January, 1974 was my last and only time in Singapore prior to arriving on the train from KL. I had taken a ship from Fremantle in Western Australia to Singapore. The MV Eastern Queen took nine days meandering up the western coast of Australia and I felt sea sick most of the way. It was an absolute relief to get onto dry land early in the morning but we only had that day before we were to fly to England.
I managed to find a photo of the ship. It was rumoured that an Arab Sheikh had owned the boat and installed his harem on it. There was nothing you could do of a sexual nature on the ship that had not been done before.
In 1974, Singapore was making the transition from a traditional sleepy South East Asian city to an ultra modern city. Most of the old has disappeared in the past forty years, but some of the deep gutters still survive. I seem to remember gutters even larger than this one.
The down town city area I walked around was unrecognizable.
A few old buildings remain, but not many.
Raffles Hotel. To avoid the heat of the day, I had headed downtown about 9 am but I was already soaked from the heat and humidity. The plan was that I would go into Raffles and have a Singapore Sling, but I think they would have taken one look at my sodden shirt and tossed me out.

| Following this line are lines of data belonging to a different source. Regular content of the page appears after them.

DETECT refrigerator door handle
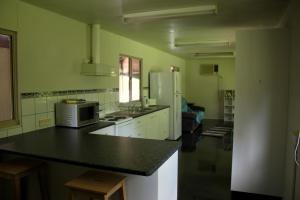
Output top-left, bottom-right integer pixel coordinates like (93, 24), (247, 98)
(295, 131), (300, 167)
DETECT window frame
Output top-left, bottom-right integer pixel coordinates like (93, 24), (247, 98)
(0, 28), (20, 128)
(119, 54), (143, 104)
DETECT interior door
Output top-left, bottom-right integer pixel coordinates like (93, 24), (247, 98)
(173, 94), (182, 140)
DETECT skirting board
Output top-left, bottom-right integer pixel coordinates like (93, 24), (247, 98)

I did find something that I remembered. In the course of my wandering around forty years before I had wandered down through a market and surprisingly it was still there. Back forty years ago, it looked like one of the markets in Hanoi but now it was sanitized.

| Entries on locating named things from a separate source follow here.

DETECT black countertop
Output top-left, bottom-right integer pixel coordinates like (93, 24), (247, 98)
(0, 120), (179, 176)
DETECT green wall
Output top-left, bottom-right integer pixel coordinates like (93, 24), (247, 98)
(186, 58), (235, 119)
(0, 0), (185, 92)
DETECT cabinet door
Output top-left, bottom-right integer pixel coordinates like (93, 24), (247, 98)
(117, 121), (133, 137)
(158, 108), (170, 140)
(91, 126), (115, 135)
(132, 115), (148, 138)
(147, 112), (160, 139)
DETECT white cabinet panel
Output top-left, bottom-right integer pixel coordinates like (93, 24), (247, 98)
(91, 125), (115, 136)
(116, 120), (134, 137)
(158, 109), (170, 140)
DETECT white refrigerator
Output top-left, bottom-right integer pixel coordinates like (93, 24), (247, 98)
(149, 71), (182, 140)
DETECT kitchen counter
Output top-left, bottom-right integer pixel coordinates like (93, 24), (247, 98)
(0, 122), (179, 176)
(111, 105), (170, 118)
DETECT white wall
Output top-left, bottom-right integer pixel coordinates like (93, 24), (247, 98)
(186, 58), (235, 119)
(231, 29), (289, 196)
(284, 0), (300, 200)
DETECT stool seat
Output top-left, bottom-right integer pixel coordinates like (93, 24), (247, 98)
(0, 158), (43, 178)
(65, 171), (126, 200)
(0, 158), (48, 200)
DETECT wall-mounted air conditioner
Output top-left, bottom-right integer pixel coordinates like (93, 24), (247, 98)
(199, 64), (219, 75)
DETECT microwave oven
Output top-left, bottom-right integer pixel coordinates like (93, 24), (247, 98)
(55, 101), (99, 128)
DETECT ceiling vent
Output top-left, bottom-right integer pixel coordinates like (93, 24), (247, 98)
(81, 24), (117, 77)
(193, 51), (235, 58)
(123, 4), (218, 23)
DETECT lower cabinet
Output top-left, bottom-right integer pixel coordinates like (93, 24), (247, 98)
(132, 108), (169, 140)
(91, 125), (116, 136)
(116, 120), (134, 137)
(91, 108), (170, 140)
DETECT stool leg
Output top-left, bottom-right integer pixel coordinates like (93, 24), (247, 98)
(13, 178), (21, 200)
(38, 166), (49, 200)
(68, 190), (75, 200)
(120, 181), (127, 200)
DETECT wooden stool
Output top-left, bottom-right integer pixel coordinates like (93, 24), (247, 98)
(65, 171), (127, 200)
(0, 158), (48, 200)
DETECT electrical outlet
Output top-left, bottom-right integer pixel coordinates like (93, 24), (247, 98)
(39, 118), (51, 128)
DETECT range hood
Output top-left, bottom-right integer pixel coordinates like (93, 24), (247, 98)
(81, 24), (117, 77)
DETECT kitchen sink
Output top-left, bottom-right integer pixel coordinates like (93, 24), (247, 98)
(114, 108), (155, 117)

As I walked down the market, I remembered that forty years before I was the only white person around, which was a bit disconcerting for somebody outside Australia for the first time. Oddly enough, this time I was again the only white person.
Singapore is a very modern and efficient city and probably will serve as the model for the other major Asian cities which in some ways will be a pity because the old traditional markets, streets and buildings will disappear.